Some tangible results have already reached the market. For example, GE’s Jenbacher engines help farmers recycle biogas such as methane from manure and turn it into electricity. GE’s upgraded J312 gas engine can now gulp as much as 2.3 million cubic meters of biogas annually and generate 1,000 megawatts of electricity.

Other research is still in the lab. The company has partnered with highly specialized academic institutions like the top-ranked University of Illinois – alma mater of former GE Chairman and CEO Jack Welch – to tap their expertise and foster breakthrough research.

For example, one of the projects that GE and the university are pursuing is converting pig manure into oil. Researchers have found a way to essentially speed up nature’s process of turning dead organic matter into petroleum from tens of millions of years to 10 to 40 minutes. Another project is looking at a better way to mill corn to make the production of ethanol more efficient.

“The issues that we are going to face in both food and energy are bigger than just the population going from 7 billion today to 9 billion by 2050,” says Dan Walter, General Manager of GE Food and Beverage. “The population is moving to the middle class at a higher rate than the population growth. Anytime you have populations that are lifting themselves like that, there is an increase in demand for electricity and an increase in demand for food.” GE is working to make sure that there is plenty of both to go around.

But challenges remain. One of the largest is making sure that customers have enough power when the sun is not shining and the wind is not blowing.
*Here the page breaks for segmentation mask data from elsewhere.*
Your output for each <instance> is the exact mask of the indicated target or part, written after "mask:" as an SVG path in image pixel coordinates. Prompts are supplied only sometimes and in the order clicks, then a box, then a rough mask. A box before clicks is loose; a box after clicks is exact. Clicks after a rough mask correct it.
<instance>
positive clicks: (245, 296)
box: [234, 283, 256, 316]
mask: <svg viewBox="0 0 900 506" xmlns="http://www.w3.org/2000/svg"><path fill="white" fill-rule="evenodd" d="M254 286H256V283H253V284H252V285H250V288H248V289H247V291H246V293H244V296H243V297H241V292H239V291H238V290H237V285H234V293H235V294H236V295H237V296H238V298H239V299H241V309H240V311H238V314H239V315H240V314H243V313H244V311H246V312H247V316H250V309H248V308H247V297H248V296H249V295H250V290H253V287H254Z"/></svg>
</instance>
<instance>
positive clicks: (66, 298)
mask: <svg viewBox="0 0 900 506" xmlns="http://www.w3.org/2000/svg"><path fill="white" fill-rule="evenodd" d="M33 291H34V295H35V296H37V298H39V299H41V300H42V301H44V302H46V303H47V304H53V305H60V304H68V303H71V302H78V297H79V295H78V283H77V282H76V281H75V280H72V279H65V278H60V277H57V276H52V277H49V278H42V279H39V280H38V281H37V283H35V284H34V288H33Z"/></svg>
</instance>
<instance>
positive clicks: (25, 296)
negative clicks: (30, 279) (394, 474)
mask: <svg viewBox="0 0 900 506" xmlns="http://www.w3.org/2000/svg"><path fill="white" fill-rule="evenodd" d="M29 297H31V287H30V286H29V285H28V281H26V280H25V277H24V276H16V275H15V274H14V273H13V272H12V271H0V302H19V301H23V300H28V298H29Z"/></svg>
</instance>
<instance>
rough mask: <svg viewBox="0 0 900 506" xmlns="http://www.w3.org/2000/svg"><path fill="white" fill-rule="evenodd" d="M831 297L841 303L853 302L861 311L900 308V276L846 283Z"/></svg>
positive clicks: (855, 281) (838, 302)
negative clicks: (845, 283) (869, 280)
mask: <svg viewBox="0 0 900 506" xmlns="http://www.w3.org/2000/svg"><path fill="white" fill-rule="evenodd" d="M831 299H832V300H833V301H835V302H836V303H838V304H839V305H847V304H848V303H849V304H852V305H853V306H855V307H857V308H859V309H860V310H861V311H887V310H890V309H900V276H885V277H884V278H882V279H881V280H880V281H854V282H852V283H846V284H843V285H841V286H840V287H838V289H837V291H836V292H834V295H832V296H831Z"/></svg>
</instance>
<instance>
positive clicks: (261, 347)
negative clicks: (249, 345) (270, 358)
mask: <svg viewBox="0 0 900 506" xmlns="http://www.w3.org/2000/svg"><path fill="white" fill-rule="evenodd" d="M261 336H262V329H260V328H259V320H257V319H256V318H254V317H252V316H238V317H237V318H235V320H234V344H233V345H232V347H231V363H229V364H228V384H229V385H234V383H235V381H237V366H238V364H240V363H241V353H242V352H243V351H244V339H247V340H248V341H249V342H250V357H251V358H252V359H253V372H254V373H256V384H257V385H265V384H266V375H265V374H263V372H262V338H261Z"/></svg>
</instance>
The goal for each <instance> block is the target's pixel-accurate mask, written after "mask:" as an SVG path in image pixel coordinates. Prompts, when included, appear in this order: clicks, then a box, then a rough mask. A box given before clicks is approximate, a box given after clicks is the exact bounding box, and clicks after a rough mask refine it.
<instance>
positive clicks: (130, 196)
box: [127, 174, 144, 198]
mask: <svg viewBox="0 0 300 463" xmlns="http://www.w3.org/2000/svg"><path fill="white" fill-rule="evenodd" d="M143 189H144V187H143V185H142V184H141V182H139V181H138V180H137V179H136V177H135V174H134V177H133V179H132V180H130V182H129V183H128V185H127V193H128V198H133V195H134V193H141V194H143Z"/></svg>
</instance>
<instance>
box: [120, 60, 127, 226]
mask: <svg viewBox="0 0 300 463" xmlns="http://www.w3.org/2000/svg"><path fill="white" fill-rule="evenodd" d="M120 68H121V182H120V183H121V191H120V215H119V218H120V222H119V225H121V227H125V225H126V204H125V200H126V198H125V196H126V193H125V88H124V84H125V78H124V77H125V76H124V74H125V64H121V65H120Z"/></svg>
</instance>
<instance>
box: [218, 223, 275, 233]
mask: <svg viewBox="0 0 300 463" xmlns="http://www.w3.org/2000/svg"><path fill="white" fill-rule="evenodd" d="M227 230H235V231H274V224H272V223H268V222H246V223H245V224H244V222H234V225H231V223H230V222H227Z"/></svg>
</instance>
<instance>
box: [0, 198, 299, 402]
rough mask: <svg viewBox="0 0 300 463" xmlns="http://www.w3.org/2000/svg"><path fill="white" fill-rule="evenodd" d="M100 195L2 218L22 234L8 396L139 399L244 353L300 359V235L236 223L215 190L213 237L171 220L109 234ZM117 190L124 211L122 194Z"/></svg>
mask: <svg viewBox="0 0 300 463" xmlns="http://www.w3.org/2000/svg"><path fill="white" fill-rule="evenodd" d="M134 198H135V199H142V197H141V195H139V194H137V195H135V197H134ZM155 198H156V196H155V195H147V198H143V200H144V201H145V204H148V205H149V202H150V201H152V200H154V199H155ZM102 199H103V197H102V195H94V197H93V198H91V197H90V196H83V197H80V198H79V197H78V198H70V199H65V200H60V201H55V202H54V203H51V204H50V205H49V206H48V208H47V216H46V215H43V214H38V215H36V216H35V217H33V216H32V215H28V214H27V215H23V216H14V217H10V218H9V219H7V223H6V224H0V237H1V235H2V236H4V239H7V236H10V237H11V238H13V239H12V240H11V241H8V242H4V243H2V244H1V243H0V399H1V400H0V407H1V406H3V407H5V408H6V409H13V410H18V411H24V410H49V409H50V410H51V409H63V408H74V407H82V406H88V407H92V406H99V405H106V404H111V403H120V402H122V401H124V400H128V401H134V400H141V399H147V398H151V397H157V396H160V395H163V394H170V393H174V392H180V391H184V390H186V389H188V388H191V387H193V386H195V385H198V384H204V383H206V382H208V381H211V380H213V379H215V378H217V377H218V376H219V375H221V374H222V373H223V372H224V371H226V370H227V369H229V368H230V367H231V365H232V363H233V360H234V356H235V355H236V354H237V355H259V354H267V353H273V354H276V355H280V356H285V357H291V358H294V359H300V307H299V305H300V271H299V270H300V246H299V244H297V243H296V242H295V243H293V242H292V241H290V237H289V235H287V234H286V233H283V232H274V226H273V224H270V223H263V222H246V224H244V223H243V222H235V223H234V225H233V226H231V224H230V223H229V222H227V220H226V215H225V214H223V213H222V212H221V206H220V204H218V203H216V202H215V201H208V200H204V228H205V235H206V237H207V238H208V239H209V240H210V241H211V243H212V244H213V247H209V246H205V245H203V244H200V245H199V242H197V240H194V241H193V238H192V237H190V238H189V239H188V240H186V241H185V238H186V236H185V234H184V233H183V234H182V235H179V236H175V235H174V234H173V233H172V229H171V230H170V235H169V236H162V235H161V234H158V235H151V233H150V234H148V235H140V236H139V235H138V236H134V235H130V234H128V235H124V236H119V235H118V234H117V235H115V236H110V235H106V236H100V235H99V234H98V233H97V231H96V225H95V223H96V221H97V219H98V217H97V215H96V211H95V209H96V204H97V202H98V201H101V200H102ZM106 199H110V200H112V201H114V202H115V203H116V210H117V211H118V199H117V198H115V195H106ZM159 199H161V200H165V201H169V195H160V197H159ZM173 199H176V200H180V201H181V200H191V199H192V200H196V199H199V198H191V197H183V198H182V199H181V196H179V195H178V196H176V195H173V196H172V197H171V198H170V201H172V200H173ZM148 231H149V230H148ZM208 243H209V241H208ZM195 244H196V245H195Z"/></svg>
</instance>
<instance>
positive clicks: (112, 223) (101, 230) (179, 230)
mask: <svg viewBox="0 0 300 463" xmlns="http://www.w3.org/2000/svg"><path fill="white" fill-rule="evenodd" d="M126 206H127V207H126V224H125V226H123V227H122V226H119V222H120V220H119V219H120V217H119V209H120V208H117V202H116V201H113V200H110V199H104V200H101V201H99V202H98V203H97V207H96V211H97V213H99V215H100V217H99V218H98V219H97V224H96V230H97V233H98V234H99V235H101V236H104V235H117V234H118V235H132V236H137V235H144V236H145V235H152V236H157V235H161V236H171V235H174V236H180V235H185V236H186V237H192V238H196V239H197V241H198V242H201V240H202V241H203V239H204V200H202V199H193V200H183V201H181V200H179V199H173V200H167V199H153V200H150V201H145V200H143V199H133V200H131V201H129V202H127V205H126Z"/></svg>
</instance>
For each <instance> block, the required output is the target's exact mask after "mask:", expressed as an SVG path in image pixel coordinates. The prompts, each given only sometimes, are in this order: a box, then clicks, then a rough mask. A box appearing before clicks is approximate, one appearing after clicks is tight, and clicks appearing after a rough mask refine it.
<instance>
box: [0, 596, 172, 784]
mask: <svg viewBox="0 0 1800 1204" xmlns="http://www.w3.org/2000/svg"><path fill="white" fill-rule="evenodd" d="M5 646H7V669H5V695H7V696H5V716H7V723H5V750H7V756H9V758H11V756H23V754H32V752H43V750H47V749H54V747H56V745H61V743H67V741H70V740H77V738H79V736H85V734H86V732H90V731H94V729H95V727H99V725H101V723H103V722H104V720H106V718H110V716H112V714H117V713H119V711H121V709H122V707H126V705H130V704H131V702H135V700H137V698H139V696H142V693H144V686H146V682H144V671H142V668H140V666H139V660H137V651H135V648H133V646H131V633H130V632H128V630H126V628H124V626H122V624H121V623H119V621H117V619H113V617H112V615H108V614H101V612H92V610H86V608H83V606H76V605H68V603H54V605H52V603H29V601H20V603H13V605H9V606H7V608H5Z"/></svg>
To keep electricity flowing, GE invested $500 million in the development of the innovative FlexEfficiency 50 power plant. The plant can quickly ramp up and ramp down power output and deliver electricity when it is needed.

Yesterday, GE and the large French utility Electricite de France announced that they will jointly develop the first FlexEfficiency power station to be connected to a national grid.

Clara Gaymard, President GE France ; Henri Proglio, EDF President and CEO ; Ricardo Cordoba, Regional President and CEO GE Energy; Yves Menat, General Manager Thermal Europe, GE Energy; Jean-Luc Cabannes, EDF Account Executive, GE Energy, in front of GE’s FlexEfficiency 50 model.

The project will be located at Bouchain in northern France. It will produce 510 megawatts of electricity, enough electricity to power 600,000 households. The plant is scheduled to come on line in late 2015.

The ecomagination-qualified technology also aims to spur a broader rollout of renewable energy projects by giving utilities the flexibility to quickly switch on a drizzly, windless day from solar and wind power generation to gas.

GE’s flex technology is radical because it allows the gas turbine to respond to surges and fluctuations in electricity demand in as fast as 30 minutes. That’s twice the rate of the current industry benchmarks. This flexibility as well as the plant’s 61 percent efficiency will allow EDF to burn less gas and reduce CO2 emissions. When combined with renewables, the plant can reach efficiencies approaching 70 percent.

GE will also roll out the flex technology in Turkey, China, Japan and elsewhere in Asia.